神妙に俯いていると、腕をといた彼が隣の椅子に腰かけた。
「これから、お前のような女性ボディーガードが必要とされる時代になる。ただ強いだけの用心棒ではなく、人の心に寄り添えるボディーガードだ。お前にしかできないやり方で人を護れ。その働きは次の世代に繋がっていくはずだ。お前自身がそう信じて疑うな」
その優しい微笑みに隠された西嶋の決意を感じ取り、涼子は椅子を降りて彼の大きな身体に腕を回した。耳元に唇を寄せ、想いを囁く。

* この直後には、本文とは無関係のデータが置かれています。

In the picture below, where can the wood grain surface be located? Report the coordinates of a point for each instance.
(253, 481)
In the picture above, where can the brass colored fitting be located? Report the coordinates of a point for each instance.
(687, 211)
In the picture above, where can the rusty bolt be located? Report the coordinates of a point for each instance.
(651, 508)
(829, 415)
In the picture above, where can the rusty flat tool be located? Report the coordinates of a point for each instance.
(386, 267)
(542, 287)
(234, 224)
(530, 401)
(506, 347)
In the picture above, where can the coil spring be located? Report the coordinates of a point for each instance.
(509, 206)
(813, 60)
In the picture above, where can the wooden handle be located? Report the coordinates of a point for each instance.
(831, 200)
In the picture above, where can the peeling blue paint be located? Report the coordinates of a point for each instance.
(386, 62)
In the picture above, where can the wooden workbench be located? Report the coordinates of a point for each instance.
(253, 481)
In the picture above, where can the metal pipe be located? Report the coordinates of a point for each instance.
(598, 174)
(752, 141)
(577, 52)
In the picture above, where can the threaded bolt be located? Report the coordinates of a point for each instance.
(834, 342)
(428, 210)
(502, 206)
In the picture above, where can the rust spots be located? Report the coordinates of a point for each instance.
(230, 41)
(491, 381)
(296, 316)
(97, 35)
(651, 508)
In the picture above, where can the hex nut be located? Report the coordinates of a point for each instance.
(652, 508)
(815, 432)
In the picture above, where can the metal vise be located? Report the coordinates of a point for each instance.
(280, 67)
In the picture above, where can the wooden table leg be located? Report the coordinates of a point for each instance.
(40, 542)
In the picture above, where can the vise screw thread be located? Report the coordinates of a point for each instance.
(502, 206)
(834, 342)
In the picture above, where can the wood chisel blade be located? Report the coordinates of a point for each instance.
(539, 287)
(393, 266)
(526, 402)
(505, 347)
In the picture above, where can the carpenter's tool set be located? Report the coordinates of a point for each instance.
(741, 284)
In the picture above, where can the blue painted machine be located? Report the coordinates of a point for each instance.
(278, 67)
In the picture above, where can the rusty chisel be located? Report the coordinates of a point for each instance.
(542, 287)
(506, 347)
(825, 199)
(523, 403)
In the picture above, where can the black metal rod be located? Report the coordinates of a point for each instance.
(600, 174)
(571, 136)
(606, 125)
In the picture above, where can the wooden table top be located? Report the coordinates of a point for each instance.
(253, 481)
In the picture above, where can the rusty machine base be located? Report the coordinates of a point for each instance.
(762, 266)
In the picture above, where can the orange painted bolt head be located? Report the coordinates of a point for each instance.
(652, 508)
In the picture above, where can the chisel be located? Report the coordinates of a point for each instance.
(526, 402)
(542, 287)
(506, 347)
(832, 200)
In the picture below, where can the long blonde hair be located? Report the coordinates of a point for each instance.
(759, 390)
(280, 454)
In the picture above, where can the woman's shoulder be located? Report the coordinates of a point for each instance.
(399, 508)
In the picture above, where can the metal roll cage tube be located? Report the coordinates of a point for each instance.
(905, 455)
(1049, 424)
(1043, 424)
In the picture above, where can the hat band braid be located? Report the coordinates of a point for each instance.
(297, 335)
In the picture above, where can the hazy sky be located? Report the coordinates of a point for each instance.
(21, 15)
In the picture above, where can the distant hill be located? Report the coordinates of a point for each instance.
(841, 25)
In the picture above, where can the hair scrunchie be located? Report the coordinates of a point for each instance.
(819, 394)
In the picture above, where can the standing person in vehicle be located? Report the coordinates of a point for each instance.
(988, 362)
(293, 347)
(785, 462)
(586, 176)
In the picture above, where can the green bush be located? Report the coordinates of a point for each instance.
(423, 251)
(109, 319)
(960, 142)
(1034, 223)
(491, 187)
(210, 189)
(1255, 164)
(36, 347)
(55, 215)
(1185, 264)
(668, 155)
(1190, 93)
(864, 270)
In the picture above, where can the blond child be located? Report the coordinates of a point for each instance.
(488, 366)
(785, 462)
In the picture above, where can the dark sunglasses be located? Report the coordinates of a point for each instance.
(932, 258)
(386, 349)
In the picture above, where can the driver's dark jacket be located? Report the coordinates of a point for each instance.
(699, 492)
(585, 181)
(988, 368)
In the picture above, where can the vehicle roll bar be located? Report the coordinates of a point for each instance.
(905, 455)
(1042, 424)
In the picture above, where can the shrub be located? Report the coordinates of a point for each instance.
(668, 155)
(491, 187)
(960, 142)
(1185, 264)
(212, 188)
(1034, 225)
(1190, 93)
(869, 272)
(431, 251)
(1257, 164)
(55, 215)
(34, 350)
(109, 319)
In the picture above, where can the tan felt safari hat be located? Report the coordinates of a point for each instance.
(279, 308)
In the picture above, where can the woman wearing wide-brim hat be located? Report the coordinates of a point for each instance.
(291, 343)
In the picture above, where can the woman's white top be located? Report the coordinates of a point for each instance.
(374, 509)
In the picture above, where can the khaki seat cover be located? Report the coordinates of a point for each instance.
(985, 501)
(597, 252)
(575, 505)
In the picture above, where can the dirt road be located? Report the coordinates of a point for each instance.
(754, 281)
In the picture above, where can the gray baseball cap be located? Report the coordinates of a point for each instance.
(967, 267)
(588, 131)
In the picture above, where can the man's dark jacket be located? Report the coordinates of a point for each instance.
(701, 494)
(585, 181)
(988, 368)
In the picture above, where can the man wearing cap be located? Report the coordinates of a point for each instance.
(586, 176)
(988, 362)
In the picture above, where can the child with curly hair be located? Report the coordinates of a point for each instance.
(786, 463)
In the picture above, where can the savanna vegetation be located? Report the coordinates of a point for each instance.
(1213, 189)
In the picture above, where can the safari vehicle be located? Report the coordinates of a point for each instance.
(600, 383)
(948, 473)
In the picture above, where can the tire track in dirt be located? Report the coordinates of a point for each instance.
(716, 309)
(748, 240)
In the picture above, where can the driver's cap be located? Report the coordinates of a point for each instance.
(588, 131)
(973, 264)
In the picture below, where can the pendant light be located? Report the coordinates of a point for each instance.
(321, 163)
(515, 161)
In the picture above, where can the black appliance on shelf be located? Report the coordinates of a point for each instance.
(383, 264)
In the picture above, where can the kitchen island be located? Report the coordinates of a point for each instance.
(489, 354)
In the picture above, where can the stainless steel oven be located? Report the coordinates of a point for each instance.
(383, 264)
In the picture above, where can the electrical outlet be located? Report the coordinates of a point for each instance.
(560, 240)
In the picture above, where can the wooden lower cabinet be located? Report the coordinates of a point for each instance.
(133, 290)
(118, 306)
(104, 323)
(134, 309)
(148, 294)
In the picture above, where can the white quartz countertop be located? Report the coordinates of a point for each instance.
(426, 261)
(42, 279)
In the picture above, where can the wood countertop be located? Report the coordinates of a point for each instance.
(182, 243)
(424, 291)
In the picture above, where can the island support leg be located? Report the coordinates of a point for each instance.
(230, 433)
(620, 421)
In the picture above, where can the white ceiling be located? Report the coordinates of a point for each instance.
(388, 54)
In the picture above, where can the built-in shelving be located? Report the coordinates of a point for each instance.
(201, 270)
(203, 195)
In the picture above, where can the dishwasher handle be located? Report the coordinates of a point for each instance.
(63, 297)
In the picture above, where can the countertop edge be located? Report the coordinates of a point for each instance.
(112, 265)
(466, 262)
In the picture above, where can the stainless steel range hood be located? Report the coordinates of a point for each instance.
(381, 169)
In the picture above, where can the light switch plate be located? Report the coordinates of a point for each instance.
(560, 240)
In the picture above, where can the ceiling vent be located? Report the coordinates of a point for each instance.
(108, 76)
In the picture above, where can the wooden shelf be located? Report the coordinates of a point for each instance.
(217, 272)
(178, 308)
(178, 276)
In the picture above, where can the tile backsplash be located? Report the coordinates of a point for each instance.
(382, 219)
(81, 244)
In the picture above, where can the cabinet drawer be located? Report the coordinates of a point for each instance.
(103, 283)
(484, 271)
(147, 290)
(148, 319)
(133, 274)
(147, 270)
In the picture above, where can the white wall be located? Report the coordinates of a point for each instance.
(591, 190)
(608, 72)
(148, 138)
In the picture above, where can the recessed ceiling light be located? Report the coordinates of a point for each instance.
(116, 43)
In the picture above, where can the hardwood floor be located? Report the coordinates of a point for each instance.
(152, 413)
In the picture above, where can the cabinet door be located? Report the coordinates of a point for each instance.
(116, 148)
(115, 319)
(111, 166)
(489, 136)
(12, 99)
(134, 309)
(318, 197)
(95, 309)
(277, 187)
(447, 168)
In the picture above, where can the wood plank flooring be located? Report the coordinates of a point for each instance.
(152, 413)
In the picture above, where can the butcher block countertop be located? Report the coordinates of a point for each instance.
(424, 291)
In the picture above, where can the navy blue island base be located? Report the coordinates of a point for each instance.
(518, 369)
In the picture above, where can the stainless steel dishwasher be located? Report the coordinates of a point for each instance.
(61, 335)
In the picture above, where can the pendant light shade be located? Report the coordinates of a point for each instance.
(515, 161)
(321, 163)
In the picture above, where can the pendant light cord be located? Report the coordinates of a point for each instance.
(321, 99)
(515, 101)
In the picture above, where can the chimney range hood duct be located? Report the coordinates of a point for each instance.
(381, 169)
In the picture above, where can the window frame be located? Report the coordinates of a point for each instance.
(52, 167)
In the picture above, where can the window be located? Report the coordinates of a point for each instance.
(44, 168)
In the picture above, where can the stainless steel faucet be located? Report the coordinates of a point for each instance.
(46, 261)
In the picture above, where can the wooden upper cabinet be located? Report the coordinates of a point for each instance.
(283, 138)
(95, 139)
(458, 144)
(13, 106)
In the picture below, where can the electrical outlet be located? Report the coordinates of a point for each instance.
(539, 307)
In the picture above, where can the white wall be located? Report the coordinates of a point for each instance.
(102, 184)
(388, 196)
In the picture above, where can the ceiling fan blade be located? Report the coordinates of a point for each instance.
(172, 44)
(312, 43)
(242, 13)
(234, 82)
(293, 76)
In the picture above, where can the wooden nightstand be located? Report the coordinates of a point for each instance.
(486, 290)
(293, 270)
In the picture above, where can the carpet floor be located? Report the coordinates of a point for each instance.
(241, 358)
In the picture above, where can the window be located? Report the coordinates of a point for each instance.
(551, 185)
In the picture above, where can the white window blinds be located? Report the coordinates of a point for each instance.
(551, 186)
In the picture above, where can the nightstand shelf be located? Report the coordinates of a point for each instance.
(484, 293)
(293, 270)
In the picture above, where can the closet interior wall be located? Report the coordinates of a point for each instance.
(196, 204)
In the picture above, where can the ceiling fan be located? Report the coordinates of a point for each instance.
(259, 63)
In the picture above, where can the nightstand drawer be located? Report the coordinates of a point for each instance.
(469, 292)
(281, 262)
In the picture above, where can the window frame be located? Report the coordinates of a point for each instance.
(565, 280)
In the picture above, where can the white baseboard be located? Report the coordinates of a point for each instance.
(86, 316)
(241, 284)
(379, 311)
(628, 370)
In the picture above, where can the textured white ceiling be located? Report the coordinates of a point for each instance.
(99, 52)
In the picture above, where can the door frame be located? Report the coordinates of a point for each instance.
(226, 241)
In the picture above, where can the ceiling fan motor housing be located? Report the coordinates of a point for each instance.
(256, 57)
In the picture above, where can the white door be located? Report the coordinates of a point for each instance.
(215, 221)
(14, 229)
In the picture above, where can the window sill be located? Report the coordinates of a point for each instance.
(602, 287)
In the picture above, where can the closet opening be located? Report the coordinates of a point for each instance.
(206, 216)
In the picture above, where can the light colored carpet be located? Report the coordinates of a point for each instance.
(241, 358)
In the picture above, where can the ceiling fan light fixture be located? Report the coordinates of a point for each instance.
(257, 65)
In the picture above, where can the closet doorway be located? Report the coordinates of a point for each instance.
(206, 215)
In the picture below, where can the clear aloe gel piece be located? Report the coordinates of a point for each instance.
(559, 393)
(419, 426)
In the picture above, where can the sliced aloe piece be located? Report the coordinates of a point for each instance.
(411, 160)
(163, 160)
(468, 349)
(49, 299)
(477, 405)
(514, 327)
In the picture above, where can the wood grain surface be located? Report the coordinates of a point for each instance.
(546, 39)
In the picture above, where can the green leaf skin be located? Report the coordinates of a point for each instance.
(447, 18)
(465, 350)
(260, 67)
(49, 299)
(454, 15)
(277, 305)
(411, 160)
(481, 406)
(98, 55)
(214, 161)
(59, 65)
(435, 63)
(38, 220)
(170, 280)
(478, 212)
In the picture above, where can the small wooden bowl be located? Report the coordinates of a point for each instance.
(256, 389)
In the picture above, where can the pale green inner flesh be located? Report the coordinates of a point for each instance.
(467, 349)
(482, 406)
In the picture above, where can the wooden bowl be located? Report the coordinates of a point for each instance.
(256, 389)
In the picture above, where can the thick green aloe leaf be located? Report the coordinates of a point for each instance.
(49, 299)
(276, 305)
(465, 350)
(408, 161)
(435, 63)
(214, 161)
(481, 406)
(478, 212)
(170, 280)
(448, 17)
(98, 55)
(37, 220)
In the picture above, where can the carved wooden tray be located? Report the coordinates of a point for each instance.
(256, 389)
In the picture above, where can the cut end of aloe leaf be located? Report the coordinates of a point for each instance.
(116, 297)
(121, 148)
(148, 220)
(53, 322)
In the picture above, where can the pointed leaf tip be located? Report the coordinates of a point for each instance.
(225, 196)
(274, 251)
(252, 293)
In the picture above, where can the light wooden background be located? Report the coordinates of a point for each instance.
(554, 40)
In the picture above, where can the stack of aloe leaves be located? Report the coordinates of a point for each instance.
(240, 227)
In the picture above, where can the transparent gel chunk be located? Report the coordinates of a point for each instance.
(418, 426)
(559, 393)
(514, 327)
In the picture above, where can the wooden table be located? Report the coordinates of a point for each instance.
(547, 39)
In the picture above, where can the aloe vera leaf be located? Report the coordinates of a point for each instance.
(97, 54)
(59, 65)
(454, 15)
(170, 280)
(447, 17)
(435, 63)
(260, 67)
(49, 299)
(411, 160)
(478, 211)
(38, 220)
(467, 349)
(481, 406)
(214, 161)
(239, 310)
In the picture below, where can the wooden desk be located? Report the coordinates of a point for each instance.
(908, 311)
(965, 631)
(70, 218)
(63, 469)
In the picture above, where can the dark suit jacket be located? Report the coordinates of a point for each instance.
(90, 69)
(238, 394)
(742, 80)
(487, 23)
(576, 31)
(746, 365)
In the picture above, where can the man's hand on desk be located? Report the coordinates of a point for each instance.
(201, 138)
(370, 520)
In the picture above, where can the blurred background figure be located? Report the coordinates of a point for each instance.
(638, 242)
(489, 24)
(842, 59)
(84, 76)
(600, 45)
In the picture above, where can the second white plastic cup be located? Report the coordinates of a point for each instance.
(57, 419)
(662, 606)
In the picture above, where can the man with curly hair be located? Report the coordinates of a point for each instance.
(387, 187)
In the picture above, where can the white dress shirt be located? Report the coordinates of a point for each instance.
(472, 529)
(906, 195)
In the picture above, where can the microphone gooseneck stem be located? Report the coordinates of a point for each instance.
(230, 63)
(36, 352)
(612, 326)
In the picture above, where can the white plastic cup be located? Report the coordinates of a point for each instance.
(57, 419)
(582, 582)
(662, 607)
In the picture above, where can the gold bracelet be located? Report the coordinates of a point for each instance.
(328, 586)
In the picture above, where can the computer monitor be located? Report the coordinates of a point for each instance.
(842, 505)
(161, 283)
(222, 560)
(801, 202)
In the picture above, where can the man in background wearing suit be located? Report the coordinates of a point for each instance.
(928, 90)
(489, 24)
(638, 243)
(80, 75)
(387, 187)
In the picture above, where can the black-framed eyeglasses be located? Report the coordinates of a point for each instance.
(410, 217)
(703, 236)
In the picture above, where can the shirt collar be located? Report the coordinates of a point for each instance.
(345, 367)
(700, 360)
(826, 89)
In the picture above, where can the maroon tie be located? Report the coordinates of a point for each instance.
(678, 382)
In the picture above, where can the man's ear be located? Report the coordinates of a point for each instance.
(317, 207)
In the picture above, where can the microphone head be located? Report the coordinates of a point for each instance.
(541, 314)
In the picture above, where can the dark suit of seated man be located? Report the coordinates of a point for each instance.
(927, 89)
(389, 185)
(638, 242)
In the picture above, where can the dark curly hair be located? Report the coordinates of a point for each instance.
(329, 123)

「あなたが私を信じてくれて、そばにいてくれるから、私は自分を信じることができるの」
ありがとう、と言って抱きしめれば、彼はなにも言わずに力強く抱き返してくれた。
耳をなぞる温かな吐息を感じていると、店内に流れていた軽快なピアノジャズが、しっとりとした音色に変わった。
メロディーを奏でるピアノの音に合わせて、彼が英語で歌い始める。初めて聴く彼の歌声は、優しく鼓膜をくすぐり、語りかけるような低音が心地よかった。
ピアノの繊細で美しい旋律と、物哀しくも深い愛情を感じさせる歌詞に、自然とこみ上げてくる涙が視界をにじませる。抱き合ったまま、その声に耳を傾けた。
曲が終わると、一瞬の沈黙を挟んで次の曲が流れ始めた。涼子は身体を離し、微笑する西嶋を見つめた。彼が口ずさんだ詩が、頭の中を支配している。